Moją rolą nie jest oglądanie się za siebie. Składając dymisję, obiecałem Polakom, że zaproponuję rozwiązanie, które pozwoli uniknąć wyborów majowych i pozwoli zachować jedność obozu rządowego. Słowa dotrzymałem. Nie zamierzam wracać do przeszłości.
Czy rzeczywiście mogło dojść do powstania nowego rządu bez udziału PiS?
To bzdura. W tej kadencji możliwy jest tylko stabilny rząd Zjednoczonej Prawicy.

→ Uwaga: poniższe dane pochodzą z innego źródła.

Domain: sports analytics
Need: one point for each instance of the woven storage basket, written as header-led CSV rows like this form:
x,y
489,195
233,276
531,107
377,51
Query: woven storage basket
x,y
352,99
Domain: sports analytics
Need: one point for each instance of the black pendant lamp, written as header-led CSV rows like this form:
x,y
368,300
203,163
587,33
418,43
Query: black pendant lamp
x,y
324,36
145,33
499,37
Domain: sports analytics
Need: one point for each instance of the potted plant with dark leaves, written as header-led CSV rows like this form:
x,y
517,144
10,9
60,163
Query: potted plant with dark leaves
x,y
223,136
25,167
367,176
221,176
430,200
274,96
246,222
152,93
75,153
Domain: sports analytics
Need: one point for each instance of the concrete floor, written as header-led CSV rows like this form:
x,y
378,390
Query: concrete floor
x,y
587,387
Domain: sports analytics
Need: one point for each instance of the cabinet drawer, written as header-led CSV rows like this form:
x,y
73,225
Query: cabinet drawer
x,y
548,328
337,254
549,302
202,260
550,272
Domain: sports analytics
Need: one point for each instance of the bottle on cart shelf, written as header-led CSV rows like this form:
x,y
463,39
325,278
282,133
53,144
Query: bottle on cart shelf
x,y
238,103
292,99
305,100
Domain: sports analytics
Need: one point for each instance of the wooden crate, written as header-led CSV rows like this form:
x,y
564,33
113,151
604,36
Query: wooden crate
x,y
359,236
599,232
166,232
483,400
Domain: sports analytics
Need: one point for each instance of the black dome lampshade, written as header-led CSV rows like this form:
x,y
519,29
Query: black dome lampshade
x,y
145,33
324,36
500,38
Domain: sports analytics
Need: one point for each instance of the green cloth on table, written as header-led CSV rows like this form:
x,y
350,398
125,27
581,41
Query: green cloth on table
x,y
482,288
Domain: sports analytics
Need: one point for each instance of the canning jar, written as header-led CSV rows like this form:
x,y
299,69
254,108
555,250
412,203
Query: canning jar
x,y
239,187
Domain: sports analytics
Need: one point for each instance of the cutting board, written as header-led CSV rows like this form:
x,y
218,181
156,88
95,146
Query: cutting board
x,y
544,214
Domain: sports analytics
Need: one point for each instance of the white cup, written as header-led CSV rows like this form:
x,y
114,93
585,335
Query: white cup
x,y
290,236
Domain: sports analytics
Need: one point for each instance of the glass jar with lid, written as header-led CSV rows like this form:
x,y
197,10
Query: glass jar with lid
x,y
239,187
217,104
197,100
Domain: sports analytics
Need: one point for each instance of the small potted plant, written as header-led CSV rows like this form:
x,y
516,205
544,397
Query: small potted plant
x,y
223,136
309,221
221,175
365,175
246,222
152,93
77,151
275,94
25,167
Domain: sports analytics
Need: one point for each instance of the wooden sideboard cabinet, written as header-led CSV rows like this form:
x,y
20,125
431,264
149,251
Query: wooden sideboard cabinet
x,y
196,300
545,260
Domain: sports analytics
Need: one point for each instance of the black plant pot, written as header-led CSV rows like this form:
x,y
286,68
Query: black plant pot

Będzie nowa umowa koalicyjna z PiS?
Nowa umowa będzie potrzebna nie ze względu na różnice zdań w sprawie wyborów, ale epidemię i jej skutki. Musimy wspólnie zastanowić się, w jaki sposób skorygować strategię rozwojową Polski w czasach pandemii. Do 2015 r. Polska rozwijała się w oparciu o inwestycje zagraniczne. Drugi etap, za czasów Zjednoczonej Prawicy, to rozwój oparty o wzrost konsumpcji i transfery społeczne. Epidemia pokazała wyczerpanie się obu modeli. Potrzebne jest wejście w nową fazę. Trzeba postawić na rozwój polskich firm z naciskiem na dobra najbardziej innowacyjne. W takich branżach jak IT czy biomedycyna mamy szansę zbudować przewagę konkurencyjną. Wielką szansą naszej gospodarki jest także to, że w przeciwieństwie do większości krajów unijnych zachowaliśmy przemysł. Dziś Europa zdaje sobie sprawę, jak wielkim błędem było przeniesienie produkcji do Azji.
Wróci pan do rządu?
Rola szeregowego posła okazała się nadspodziewanie interesująca.
Pana ostatnie wybory mogą oznaczać przewartościowanie sceny politycznej.
Jestem politykiem centroprawicowym. Mam konserwatywne poglądy w sprawach moralnych i wolnorynkowe gospodarczo. Tego typu poglądy nie cieszą się w Polsce szczególną popularnością. Prawica jest nastawiona raczej socjalnie, a środowiska liberalne gospodarczo w sprawach światopoglądowych zbliżają się do lewicy. Od czasu Zyty Gilowskiej jestem chyba jedynym wolnorynkowym konserwatystą, który realnie wpływa na kształt państwa. Chciałbym, by w przyszłości takie środowiska odgrywały większą rolę. Dlatego za najważniejsze zadanie uważam otwieranie drogi przed młodszymi politykami. Mam na myśli takie osoby, jak premier Jadwiga Emilewicz, minister Marcin Ociepa, prezydent Chełma Jakub Banaszek, wiceprzewodniczący klubu Zjednoczonej Prawicy Michał Wypij czy pełna energii i twarda jak stal poseł Magdalena Sroka. Ja jestem taranem, który ma rozbić mur braku zrozumienia Polaków dla rzadkiego stopu, jaki tworzą poglądy konserwatywno-liberalne. Jeśli uda mi się ten mur rozbić, utoruję drogę następcom.